The strongest criticism of Judge Kavanaugh centers around his ruling in the case Klayman v. Obama, which dealt with NSA warrantless bulk data collection under the Obama administration. Here is the text of that decision. On the surface, the opening statement is strong evidence of his possible weakness regarding one of our most important protections provided in the Bill of Rights.
I vote to deny plaintiffs’ emergency petition for rehearing en banc. I do so because, in my view, the Government’s metadata collection program is entirely consistent with the Fourth Amendment.
In order to make an informed decision we must dig deeper into the decision and examine the basis for this ruling. Here is how Judge Kavanaugh justifies this ruling:
The Government’s collection of telephony metadata from a third party such as a telecommunications service provider is not considered a search under the Fourth Amendment, at least under the Supreme Court’s decision in Smith v. Maryland, 442 U.S. 735 (1979). That precedent remains binding on lower courts in our hierarchical system of absolute vertical stare decisis.
As you can see from this quote, Judge Kavanaugh is basing this decision on precedent from a Supreme Court decision. As a member of a lower court he claims he is bound by vertical stare decisis. Here is the definition of this concept from Cornell Law School Legal Information Institute
Stare decisis is Latin for “to stand by things decided.” In short, it is the doctrine of precedent. Courts cite to stare decisis when an issue has been previously brought to the court and a ruling already issued… A court engages in vertical stare decisis when it applies precedent from a higher court.
This concept dates back to English Common Law and even back to Ancient Rome. Because of this concept it is difficult to reach an informed conclusion on how he will rule once he is on the Supreme where they can set new precedent on any case.
In the Klayman v. Obama, Judge Kavanaugh goes on to say:
Even if the bulk collection of telephony metadata constitutes a search, cf. United States v. Jones, 132 S. Ct. 945, 954-57 (2012) (Sotomayor, J., concurring), the Fourth Amendment does not bar all searches and seizures. It bars only unreasonable searches and seizures. And the Government’s metadata collection program readily qualifies as reasonable under the Supreme Court’s case law. The Fourth Amendment allows governmental searches and seizures without individualized suspicion when the Government demonstrates a sufficient “special need” – that is, a need beyond the normal need for law enforcement – that outweighs the intrusion on individual liberty.

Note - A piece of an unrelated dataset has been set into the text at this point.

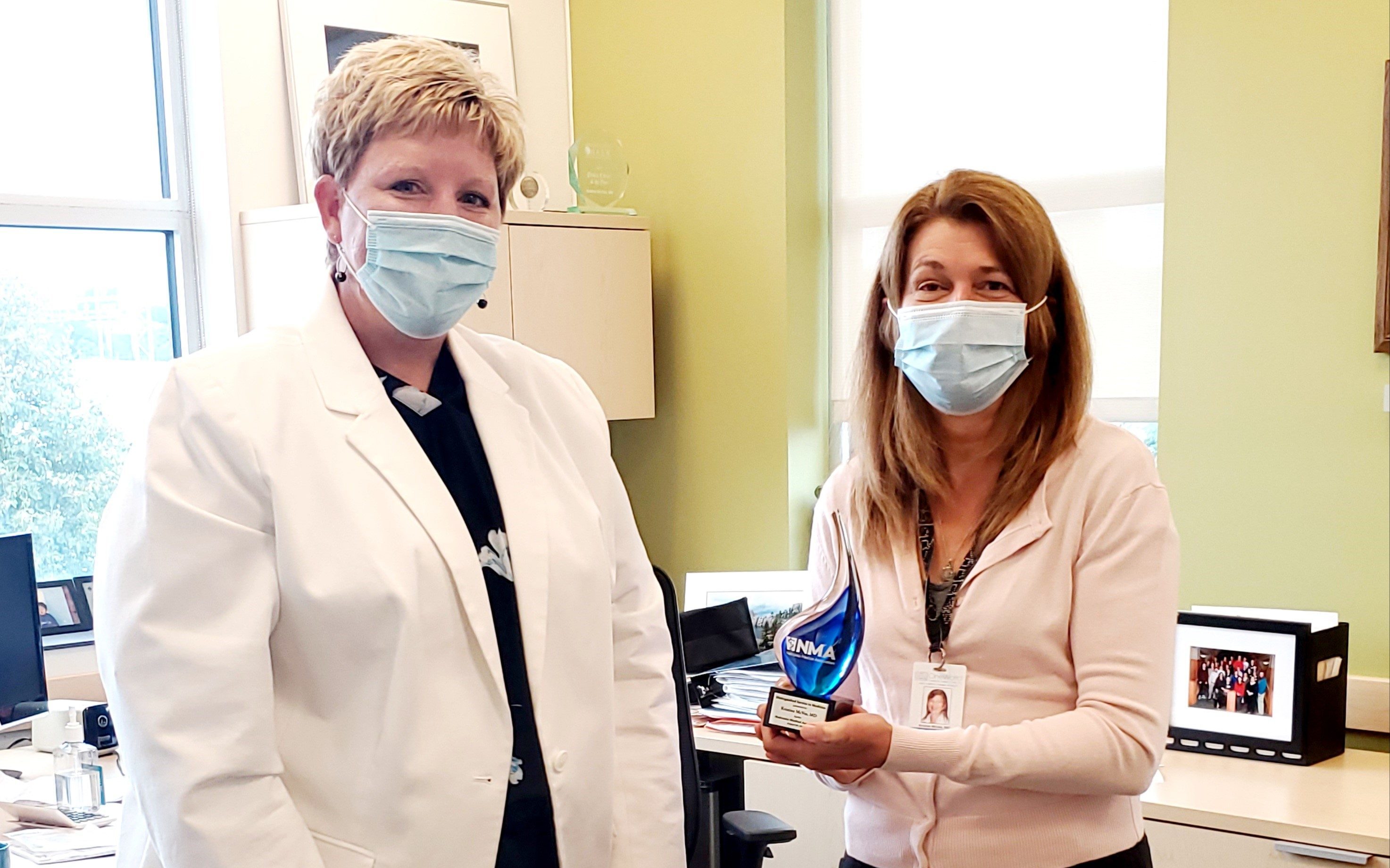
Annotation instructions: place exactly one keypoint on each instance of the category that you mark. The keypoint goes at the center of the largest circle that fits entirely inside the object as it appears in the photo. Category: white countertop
(1340, 803)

Examples include drug testing of students, roadblocks to detect drunk drivers, border checkpoints, and security screening at airports
This statement bothers me a great deal. The framers of the Constitution believed that freedom and preservation of our rights were more important than safety. It was a common theme. Judge Kavanaugh goes on to say:
The Government’s program for bulk collection of telephony metadata serves a critically important special need – preventing terrorist attacks on the United States. See THE 9/11 COMMISSION REPORT (2004). In my view, that critical national security need outweighs the impact on privacy occasioned by this program. The Government’s program does not capture the content of communications, but rather the time and duration of calls, and the numbers called. In short, the Government’s program fits comfortably within the Supreme Court precedents applying the special needs doctrine.
From the text of the 4th Amendment you can see that there are no exceptions for national security.
The right of the people to be secure in their persons, houses, papers, and effects, against unreasonable searches and seizures, shall not be violated, and no warrants shall issue, but upon probable cause, supported by oath or affirmation, and particularly describing the place to be searched, and the persons or things to be seized.
From this chapter of Framers Intent by Thomas K Clancy, you can see that the notion of national security and safety exceptions to the 4th Amendment are very new. The original intent of John Adams, who wrote the article of the Massachusetts Bill of Rights which became the model for the 4th Amendment. was to make the protections as broad as possible. Could Judge Kavanaugh have based a negative ruling in this case on different precedent and still uphold stare decisis. Yes, he could have, because there is so much conflicting precedent on the 4th Amendment and any constitutional concept. That is one of the main reasons why precedent is such a flawed concept, which actually violates the Supremacy Clause of the Constitution. Relying on the actual text and plain meaning as understood during the drafting and ratification of the Constitution are far superior.
I believe that Judge Kavanaugh is weak on the 4th Amendment. Based on his rulings on every other issue I’ve read so far, he is strong on all other issue. Even with his weakness on the 4th Amendment, I still believe he is worth supporting for the Supreme Court. Rand Paul also agrees. Here is what he tweeted on the day I was writing this article:
My conversation with Judge Kavanaugh reinforces my belief that he will evaluate cases before the Supreme Court from a textual and originalist point of view. I believe he will carefully adhere to the Constitution and will take his job to protect individual liberty seriously.
— Senator Rand Paul (@RandPaul) July 30, 2018
In reviewing his record on other privacy cases like Jones, and through my conversation with him, I have hope that in light of the new precedent in Carpenter v. United States, Judge Kavanaugh will be more open to a Fourth Amendment that protects digital records and property.